Это было преуменьшением, но ни один видессианин и не надеялся, что
поймет это чувство римлян преданности легиона своему орлу, священному
символу самого существования легиона. Когда они зимовали в Имбросе,
разговор о том, чтобы сделать нового орла, заходил, но сердца солдат не
лежали к этому. Их аквила осталась в Галлии и была навсегда для них
потеряна; но другой они не хотели.
- Очень интересно, - заметил Ортайяс, и снова спросил: - Собирать под
каждым значком одинаковое количество солдат - это тоже ваш обычай?
- Конечно, - ответил Скаурус, недоумевая.
- А почему бы и нет? - добавил центурион.
- Извините, это займет всего минуту, - сказал Сфранцез. Он отъехал в
сторону от колонны и стал рыться в толстом томе военной тактики. Отыскав
нужное место, он снова приблизился к римлянами. - Я цитирую из Калокиреса,
- сказал он. - Книга первая, глава четвертая, часть шестая: "Необходимо
собрать все отряды в количестве, которое будет различным в каждом отряде,
иначе враг, подсчитав знамена, сможет узнать точное число сражающихся. К
примеру, отряды не должны насчитывать более четырехсот и менее двухсот
человек". Разумеется, ваши подразделения меньше, чем те, о которых говорит
Калокирес, но принцип, я думаю, остается неизменным. До свидания, господа.
- С этим словами он ускакал вперед, оставив обоих римлян безмолвными.

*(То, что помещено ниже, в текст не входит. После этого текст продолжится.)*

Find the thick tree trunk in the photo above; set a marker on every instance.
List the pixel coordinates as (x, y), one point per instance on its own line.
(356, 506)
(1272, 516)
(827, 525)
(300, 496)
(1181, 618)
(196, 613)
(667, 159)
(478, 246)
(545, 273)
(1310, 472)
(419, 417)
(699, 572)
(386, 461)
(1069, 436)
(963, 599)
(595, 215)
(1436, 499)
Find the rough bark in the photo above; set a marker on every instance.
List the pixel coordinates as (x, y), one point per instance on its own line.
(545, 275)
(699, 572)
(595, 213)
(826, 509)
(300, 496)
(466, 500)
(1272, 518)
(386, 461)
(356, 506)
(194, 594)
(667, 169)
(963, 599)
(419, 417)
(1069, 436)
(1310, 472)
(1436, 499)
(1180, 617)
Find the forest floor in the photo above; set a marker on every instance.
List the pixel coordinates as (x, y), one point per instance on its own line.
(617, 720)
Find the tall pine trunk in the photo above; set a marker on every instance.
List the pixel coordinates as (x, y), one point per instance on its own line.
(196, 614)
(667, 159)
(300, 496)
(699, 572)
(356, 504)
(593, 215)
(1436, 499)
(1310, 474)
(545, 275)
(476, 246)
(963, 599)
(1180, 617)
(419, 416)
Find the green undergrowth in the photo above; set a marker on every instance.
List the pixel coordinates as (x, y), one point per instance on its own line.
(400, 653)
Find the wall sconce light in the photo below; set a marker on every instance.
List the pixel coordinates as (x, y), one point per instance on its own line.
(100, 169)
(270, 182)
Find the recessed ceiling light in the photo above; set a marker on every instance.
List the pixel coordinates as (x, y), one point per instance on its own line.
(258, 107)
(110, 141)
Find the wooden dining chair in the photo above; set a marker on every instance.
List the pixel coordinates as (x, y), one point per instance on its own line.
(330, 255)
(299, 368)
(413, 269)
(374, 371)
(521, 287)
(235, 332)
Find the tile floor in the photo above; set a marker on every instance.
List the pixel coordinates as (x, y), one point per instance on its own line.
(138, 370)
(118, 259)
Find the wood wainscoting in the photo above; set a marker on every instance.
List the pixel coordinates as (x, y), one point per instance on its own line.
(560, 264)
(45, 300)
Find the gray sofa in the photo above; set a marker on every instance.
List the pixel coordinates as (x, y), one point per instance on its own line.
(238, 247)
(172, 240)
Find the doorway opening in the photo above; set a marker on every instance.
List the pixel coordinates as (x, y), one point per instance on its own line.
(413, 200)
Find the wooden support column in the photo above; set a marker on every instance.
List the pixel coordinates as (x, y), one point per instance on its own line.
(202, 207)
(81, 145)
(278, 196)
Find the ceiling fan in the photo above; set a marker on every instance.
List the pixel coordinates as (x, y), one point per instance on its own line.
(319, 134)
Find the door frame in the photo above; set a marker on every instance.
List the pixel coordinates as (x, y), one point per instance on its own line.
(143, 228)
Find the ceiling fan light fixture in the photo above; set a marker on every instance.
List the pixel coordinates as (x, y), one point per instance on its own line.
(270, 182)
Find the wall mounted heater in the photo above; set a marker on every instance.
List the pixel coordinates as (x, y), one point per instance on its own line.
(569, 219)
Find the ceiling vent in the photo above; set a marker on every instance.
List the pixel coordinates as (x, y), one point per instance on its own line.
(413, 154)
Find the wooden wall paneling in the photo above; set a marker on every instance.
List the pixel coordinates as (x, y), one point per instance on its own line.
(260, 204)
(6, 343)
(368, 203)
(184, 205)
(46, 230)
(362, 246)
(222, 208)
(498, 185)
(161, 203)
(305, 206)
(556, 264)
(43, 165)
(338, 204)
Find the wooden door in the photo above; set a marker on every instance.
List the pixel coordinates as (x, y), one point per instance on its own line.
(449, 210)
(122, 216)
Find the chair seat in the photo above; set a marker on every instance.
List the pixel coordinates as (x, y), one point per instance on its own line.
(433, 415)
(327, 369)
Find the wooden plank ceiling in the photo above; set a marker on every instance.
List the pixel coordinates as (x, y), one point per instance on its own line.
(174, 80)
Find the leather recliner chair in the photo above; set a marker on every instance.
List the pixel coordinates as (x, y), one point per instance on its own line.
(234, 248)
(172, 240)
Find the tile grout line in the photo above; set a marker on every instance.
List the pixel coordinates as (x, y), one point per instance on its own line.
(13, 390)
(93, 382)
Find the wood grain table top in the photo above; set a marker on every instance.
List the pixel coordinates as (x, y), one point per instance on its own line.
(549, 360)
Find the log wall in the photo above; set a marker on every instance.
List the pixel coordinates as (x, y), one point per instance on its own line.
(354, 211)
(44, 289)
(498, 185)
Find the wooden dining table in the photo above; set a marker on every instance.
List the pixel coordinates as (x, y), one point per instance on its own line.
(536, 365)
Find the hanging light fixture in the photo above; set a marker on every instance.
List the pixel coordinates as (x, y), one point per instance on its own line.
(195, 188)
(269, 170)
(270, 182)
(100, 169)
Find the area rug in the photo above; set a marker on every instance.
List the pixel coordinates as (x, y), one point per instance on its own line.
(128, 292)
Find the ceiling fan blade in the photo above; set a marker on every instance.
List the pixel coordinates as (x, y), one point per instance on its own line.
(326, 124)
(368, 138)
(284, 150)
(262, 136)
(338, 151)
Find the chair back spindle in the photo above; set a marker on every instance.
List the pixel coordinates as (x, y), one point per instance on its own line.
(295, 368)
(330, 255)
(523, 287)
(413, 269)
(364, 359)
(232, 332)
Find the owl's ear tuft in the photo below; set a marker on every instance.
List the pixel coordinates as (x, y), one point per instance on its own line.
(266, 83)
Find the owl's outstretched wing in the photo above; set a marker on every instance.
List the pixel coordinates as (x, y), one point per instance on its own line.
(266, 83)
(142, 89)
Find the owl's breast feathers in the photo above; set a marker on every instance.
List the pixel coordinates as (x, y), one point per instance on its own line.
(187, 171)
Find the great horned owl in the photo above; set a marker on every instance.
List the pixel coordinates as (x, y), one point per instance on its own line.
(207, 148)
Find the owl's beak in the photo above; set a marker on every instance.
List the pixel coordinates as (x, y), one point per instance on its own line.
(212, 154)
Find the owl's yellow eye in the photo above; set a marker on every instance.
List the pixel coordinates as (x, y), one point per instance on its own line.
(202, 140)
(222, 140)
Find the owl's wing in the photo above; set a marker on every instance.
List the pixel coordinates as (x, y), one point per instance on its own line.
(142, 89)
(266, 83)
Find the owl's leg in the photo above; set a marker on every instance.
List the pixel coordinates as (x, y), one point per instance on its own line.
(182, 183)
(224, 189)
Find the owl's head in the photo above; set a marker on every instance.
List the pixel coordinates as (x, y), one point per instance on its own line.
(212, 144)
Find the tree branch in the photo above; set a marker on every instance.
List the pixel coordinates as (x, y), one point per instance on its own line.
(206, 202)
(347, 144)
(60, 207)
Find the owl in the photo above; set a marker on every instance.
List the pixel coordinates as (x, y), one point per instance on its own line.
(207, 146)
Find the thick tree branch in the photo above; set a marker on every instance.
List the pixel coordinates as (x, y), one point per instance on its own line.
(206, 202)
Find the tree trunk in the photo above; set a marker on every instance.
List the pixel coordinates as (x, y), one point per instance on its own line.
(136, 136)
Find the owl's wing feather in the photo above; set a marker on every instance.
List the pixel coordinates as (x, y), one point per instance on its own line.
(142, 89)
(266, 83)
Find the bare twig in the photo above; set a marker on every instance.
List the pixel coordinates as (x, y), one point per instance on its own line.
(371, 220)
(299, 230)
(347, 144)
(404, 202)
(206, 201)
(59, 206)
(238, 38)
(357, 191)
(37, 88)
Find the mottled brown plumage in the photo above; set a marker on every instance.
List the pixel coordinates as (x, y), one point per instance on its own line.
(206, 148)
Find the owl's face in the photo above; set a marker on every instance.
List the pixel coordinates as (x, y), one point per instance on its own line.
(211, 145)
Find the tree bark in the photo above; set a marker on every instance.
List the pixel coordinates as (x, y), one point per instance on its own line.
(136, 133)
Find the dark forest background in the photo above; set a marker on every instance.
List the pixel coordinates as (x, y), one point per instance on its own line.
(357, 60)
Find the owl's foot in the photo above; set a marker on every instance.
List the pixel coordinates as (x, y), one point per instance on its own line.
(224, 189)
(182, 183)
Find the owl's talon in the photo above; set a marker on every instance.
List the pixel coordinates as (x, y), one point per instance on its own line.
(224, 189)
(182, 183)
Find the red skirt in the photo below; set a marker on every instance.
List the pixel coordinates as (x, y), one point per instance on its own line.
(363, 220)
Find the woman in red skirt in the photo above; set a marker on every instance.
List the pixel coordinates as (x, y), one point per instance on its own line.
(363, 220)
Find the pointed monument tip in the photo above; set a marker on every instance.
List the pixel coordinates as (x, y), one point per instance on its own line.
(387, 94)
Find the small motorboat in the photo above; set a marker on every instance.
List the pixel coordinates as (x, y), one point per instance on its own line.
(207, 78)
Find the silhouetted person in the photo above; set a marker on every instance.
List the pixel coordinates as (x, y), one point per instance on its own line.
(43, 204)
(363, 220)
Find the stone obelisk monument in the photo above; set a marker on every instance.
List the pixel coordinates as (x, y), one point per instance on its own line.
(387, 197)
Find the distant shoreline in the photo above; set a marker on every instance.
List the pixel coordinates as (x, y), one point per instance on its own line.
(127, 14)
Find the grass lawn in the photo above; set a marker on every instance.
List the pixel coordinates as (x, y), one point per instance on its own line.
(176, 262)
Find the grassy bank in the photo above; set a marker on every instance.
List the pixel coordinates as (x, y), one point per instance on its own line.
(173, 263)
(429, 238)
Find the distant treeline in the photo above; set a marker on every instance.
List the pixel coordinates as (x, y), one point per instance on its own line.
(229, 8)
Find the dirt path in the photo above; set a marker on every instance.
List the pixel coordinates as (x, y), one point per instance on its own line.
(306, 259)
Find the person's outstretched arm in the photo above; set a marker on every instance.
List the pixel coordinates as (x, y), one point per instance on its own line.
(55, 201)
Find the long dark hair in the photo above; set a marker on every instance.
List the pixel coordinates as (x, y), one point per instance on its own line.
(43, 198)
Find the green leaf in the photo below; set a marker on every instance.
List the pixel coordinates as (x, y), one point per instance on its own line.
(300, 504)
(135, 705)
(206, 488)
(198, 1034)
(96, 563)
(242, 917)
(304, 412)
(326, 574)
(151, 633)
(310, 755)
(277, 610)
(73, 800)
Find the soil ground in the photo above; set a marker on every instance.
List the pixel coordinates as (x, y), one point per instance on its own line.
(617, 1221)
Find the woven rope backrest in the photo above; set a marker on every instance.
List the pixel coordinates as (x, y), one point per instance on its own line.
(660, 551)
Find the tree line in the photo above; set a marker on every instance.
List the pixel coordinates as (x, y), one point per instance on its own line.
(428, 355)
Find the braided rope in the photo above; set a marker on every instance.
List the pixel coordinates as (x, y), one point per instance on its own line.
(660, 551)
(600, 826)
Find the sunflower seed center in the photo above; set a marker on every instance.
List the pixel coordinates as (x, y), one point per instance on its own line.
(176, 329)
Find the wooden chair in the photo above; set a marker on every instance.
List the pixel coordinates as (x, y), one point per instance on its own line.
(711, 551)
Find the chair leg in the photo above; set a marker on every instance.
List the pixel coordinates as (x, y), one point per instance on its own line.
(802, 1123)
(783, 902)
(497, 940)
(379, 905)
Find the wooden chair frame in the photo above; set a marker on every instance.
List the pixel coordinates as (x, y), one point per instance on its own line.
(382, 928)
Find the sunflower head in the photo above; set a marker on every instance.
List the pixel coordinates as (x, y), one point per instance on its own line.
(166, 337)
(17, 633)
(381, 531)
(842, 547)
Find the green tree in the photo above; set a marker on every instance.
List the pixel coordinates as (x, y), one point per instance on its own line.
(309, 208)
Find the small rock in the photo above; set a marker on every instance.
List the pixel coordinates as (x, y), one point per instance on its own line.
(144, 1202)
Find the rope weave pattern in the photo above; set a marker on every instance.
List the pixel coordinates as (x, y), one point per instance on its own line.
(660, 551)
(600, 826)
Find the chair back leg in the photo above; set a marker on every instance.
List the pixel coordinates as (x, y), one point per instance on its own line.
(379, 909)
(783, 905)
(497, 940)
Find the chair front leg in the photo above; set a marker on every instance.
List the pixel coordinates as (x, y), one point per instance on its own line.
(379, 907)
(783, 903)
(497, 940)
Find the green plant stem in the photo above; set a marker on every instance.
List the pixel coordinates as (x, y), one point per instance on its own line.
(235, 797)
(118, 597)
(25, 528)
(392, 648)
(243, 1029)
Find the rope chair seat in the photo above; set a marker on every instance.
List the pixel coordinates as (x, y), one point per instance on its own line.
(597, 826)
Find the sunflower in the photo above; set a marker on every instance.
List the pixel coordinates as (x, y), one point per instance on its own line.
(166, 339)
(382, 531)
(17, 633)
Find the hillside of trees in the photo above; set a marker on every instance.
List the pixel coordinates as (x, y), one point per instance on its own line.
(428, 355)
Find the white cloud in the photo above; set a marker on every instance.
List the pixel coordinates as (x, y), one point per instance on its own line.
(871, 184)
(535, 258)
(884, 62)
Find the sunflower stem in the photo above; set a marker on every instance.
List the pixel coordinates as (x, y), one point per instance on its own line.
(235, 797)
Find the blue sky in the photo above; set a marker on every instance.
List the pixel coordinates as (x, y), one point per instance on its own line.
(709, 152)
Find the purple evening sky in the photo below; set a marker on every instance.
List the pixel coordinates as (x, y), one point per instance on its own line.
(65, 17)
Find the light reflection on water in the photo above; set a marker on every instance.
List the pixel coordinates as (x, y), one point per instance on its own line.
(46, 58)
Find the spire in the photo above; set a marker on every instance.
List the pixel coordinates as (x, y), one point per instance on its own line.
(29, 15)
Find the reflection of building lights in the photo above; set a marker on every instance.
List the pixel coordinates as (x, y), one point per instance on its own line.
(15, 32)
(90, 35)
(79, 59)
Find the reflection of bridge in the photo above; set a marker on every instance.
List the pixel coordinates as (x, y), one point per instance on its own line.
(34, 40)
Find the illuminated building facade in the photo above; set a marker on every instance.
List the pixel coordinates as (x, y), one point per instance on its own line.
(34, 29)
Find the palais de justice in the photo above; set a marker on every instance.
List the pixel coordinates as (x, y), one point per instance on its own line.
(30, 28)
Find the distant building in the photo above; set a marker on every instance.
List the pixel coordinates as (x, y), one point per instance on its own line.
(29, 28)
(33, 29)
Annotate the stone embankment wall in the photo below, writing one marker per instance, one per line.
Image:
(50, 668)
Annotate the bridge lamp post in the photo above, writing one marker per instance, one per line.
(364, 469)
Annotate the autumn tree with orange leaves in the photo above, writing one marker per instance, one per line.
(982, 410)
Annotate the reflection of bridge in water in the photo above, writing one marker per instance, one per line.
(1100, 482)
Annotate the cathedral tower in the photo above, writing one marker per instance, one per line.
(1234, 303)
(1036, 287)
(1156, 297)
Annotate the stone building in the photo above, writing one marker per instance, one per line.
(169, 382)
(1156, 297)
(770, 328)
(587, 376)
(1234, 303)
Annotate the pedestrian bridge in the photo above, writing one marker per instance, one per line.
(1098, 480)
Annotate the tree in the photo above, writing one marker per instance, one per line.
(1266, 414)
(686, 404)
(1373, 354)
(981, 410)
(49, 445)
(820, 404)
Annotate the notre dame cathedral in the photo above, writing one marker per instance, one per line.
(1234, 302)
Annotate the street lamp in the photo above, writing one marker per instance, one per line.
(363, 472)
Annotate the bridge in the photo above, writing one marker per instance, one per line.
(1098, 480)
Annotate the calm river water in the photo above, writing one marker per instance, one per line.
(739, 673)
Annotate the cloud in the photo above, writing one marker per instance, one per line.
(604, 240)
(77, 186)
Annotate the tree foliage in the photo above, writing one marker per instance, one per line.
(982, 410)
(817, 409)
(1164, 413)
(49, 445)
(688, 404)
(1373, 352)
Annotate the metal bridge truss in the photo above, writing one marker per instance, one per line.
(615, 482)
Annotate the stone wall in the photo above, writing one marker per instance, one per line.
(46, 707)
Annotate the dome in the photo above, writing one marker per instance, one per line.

- А знаешь что... это совсем неплохая идея, - сказал наконец Гай
Филипп.
- Ты прав, совсем неплохая, - сказал Марк. - Честно говоря, мы можем
ее использовать. Каким это образом Ортайяс Сфранцез додумался до такого?
- Ну ведь он, в конце концов, не сам это изобрел, - пытаясь скрыть
свое замешательство, сказал центурион. - Этот Кало... как его там? Должно
быть, был неглупый малый.
Несмотря на эту утешительную мысль, он все же выглядел растерянным.
Виридовикс наблюдал за этой сценой с торжествующей усмешкой.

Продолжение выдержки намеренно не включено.